Italian politician (1930–2019)

Vanda Dignani Grimaldi (25 July 1930 – 18 April 2019) was an Italian politician. She was a member of the Chamber of Deputies for the Italian Communist Party and the Democratic Party of the Left. She was the first blind person to serve in the Italian parliament.

== Early life ==
Dignani Grimaldi was born on 25 July 1930 in San Severino Marche, Macerata. She had a sister, Ivana, and she was married to Luigi Grimaldi. She received a university degree in philosophy and worked as a teacher. She was president of the provincial section of the Italian Union of Blind and Partially Sighted People.

== Political career ==
Dignani Grimaldi was elected as a councillor of Macerata in 1990 and re-elected in 1995. She also served as the municipal health councillor for four years.

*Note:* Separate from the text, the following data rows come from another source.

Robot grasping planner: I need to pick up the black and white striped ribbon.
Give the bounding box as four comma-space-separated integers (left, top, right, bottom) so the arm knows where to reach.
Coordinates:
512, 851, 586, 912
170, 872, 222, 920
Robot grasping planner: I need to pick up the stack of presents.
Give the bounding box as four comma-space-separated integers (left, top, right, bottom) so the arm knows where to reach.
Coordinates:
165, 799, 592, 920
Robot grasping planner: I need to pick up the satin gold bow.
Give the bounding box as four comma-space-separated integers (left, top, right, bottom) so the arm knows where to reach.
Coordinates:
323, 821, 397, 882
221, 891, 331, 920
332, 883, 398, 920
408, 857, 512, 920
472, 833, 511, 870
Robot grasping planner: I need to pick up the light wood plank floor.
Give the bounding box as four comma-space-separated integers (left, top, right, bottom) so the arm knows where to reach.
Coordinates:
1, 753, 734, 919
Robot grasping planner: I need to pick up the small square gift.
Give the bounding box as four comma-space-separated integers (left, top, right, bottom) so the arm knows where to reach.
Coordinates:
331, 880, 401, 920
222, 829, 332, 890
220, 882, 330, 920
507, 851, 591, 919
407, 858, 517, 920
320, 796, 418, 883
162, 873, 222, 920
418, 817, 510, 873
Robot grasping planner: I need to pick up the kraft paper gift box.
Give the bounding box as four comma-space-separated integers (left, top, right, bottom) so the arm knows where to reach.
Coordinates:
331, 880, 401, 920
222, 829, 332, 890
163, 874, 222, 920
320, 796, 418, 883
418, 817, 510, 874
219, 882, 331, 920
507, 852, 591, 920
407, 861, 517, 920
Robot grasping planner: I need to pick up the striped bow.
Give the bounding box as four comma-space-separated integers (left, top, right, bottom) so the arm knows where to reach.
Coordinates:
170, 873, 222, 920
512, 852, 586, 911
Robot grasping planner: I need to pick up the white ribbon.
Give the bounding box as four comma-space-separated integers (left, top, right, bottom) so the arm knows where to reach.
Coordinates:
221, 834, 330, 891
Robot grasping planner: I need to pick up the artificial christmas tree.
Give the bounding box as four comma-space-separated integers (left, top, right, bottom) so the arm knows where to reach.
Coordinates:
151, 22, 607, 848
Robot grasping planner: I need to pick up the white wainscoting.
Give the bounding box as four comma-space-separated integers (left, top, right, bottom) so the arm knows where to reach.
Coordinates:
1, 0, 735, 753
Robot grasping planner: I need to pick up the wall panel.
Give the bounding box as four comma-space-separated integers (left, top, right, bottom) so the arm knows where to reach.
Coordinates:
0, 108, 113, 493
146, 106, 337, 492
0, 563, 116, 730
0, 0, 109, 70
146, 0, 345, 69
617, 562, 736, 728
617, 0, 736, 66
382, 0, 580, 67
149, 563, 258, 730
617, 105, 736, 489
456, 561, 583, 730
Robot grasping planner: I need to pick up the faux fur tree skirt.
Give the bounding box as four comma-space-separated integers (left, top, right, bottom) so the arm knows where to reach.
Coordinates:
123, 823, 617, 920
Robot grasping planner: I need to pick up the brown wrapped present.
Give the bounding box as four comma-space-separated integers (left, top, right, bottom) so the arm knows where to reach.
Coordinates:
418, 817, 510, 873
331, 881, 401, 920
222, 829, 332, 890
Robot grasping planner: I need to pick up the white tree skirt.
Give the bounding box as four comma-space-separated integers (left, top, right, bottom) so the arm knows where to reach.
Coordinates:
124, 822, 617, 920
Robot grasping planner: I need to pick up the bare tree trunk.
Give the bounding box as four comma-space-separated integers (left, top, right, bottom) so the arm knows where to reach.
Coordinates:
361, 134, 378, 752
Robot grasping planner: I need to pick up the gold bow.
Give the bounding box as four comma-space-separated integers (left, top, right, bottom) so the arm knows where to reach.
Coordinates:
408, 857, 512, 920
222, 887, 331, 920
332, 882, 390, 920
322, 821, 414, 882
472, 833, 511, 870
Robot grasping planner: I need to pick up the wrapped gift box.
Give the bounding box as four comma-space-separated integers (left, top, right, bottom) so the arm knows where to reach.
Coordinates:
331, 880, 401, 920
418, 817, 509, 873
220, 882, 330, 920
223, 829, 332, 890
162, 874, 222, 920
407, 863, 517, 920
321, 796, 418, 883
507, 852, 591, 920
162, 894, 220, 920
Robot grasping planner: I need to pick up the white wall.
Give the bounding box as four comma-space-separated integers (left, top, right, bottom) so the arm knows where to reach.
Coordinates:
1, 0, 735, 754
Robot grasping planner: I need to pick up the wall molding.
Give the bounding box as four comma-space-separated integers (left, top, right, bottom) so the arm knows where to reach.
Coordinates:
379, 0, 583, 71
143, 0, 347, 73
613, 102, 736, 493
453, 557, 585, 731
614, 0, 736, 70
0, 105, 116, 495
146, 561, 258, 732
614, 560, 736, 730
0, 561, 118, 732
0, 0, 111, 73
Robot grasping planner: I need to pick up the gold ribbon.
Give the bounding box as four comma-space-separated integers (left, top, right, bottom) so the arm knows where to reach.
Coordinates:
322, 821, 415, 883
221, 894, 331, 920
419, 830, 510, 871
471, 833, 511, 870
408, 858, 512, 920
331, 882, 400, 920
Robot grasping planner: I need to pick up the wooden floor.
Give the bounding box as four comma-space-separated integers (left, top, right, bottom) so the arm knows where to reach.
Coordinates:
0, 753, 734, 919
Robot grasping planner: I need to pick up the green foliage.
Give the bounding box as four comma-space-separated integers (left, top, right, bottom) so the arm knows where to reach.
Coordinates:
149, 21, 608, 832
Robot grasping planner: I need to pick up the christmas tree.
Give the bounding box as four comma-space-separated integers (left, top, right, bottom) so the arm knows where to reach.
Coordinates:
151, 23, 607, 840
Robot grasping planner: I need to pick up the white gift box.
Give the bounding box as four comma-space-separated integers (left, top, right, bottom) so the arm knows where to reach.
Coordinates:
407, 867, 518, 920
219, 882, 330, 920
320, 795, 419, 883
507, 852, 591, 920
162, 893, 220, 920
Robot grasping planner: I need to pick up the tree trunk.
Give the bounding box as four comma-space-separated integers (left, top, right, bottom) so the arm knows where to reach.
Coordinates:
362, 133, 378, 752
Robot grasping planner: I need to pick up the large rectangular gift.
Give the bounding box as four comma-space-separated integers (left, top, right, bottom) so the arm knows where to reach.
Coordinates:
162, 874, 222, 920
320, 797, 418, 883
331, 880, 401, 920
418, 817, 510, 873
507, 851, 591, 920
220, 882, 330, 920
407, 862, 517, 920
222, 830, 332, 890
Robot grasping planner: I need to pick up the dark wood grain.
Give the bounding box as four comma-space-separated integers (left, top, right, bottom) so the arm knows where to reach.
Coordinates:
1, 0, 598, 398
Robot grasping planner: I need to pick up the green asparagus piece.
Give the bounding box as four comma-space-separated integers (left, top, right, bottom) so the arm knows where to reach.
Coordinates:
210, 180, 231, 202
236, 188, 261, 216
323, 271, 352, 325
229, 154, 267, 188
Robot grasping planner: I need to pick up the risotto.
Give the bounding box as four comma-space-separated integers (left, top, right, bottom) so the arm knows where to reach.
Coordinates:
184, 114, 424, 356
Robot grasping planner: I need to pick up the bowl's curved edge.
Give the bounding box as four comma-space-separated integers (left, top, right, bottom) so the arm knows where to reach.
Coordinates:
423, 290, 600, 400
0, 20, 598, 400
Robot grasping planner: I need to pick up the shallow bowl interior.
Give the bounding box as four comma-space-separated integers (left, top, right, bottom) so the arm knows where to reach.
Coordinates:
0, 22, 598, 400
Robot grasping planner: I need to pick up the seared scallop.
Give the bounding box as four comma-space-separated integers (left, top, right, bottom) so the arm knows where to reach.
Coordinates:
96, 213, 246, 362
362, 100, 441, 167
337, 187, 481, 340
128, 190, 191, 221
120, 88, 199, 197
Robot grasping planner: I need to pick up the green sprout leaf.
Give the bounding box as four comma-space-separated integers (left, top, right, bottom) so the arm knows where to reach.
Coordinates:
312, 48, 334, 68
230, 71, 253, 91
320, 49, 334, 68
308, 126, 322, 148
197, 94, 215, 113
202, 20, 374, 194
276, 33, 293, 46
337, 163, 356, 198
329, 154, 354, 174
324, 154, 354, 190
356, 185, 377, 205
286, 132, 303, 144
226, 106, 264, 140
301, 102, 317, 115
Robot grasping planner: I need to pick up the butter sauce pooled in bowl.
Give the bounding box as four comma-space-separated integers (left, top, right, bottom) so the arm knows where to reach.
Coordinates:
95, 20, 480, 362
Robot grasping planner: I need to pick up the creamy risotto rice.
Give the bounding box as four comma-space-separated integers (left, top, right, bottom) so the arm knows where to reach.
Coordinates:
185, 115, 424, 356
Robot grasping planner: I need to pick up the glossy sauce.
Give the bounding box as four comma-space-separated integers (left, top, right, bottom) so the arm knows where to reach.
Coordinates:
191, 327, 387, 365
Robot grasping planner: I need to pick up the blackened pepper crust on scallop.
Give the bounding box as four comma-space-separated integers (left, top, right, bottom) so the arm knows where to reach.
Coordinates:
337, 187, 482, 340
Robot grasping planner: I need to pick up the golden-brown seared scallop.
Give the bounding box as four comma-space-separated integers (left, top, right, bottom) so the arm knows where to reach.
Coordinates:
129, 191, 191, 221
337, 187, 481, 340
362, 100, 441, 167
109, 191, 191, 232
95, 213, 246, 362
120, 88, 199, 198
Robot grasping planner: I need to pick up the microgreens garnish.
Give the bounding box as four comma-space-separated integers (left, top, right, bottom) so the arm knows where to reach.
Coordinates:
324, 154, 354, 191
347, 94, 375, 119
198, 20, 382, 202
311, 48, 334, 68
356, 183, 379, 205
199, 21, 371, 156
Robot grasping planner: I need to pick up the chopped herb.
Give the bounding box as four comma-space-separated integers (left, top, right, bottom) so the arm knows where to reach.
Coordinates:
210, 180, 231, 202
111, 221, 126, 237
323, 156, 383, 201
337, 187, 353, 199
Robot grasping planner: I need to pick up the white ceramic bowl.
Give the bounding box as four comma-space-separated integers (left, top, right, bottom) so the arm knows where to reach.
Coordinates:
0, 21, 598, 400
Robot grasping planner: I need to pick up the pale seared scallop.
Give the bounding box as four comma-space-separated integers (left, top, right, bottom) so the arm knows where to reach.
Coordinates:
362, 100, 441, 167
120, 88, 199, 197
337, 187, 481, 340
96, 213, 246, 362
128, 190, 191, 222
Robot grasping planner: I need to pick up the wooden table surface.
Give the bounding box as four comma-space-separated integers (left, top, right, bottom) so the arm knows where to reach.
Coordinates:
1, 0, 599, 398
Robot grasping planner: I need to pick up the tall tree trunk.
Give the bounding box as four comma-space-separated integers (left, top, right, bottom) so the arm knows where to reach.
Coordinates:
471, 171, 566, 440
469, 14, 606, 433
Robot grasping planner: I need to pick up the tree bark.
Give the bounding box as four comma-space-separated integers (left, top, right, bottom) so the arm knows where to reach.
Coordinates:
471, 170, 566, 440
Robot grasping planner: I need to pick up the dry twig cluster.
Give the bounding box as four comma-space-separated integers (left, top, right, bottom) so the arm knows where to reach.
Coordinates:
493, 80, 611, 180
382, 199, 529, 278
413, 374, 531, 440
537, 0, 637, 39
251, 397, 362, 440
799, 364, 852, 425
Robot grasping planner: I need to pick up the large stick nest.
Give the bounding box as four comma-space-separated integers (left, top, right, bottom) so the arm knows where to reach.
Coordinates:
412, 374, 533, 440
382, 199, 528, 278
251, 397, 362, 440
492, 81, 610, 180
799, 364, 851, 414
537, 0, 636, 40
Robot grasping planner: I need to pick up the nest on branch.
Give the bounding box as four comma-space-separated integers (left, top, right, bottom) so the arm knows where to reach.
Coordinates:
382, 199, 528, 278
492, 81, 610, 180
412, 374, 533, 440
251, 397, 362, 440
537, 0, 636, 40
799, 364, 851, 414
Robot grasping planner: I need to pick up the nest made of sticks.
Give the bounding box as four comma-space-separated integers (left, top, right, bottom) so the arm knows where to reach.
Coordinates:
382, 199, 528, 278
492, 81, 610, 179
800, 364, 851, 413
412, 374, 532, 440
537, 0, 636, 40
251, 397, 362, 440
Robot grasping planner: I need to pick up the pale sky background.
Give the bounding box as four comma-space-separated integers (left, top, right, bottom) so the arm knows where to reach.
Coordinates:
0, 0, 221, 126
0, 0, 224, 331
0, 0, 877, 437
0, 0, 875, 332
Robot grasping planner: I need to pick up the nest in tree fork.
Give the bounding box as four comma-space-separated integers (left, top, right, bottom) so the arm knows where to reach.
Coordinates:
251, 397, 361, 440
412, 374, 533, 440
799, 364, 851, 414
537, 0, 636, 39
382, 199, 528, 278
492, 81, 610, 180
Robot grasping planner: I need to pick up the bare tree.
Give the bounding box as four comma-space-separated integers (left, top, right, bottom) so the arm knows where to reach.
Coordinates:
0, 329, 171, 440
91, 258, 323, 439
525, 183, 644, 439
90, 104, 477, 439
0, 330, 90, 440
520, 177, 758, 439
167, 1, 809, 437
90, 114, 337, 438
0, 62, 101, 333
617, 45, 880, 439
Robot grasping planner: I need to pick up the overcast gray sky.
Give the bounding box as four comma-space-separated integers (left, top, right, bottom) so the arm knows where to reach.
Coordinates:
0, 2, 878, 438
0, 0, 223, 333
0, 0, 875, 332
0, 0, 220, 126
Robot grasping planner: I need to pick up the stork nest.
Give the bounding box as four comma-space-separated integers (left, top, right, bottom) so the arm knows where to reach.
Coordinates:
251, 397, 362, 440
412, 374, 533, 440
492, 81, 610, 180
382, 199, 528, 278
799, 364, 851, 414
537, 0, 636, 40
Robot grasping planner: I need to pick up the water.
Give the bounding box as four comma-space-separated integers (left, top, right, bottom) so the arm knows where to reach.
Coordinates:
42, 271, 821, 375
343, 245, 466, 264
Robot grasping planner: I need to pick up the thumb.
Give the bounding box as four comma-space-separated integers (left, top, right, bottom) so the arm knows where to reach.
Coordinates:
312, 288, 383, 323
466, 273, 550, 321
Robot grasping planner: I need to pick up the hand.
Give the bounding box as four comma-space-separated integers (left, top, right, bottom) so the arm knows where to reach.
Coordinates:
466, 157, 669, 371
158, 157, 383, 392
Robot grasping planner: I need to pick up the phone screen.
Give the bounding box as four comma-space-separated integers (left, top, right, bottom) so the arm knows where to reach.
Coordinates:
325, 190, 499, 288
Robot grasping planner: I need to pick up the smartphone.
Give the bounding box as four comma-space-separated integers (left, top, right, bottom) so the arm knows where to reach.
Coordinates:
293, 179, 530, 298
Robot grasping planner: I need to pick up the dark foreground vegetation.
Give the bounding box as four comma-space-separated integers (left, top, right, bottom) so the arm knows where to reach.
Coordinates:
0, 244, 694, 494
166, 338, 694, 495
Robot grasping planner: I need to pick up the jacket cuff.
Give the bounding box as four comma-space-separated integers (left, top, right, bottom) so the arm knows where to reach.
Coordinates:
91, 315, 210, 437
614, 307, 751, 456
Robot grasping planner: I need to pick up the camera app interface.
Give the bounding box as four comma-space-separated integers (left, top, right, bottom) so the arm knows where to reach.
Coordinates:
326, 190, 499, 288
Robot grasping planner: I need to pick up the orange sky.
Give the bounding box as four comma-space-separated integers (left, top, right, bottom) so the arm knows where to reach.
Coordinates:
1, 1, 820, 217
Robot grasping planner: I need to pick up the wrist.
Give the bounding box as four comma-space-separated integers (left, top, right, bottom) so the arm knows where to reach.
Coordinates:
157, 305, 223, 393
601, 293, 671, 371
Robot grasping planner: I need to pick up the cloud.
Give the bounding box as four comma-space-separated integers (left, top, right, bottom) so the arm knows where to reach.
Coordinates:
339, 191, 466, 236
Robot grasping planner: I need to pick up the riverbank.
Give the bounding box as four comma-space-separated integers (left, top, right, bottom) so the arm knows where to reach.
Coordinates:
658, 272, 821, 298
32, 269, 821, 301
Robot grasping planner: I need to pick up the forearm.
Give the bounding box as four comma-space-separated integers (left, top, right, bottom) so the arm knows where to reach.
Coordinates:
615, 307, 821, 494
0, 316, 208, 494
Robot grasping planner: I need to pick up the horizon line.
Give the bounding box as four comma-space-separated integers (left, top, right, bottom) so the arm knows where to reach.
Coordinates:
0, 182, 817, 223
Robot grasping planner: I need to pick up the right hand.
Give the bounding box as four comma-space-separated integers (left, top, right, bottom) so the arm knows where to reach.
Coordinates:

She was first elected to the Chamber of Deputies on 5 July 1983 as a representative for the Ancona-Pesaro-Macerata-Ascoli Piceno district in the 1983 general election. She was a member of the Italian Communist Party (PCI). She served as a member on the committee of internal affairs. She was the first blind person to serve in the Italian parliament. Dignani Grimaldi was re-elected in the 1987 general election on 26 June 1987 as a member of the PCI, but she changed parties to become a member of the Democratic Party of the Left (PDS) on 13 February 1991 when the PCI was dissolved. She was a member of the PDS for the remainder of her term in office. She was appointed as a member of the committee of social affairs. She left office on 22 April 1992.

== Later life ==
Dignani Grimaldi died on 18 April 2019 in Matelica, at the age of 88.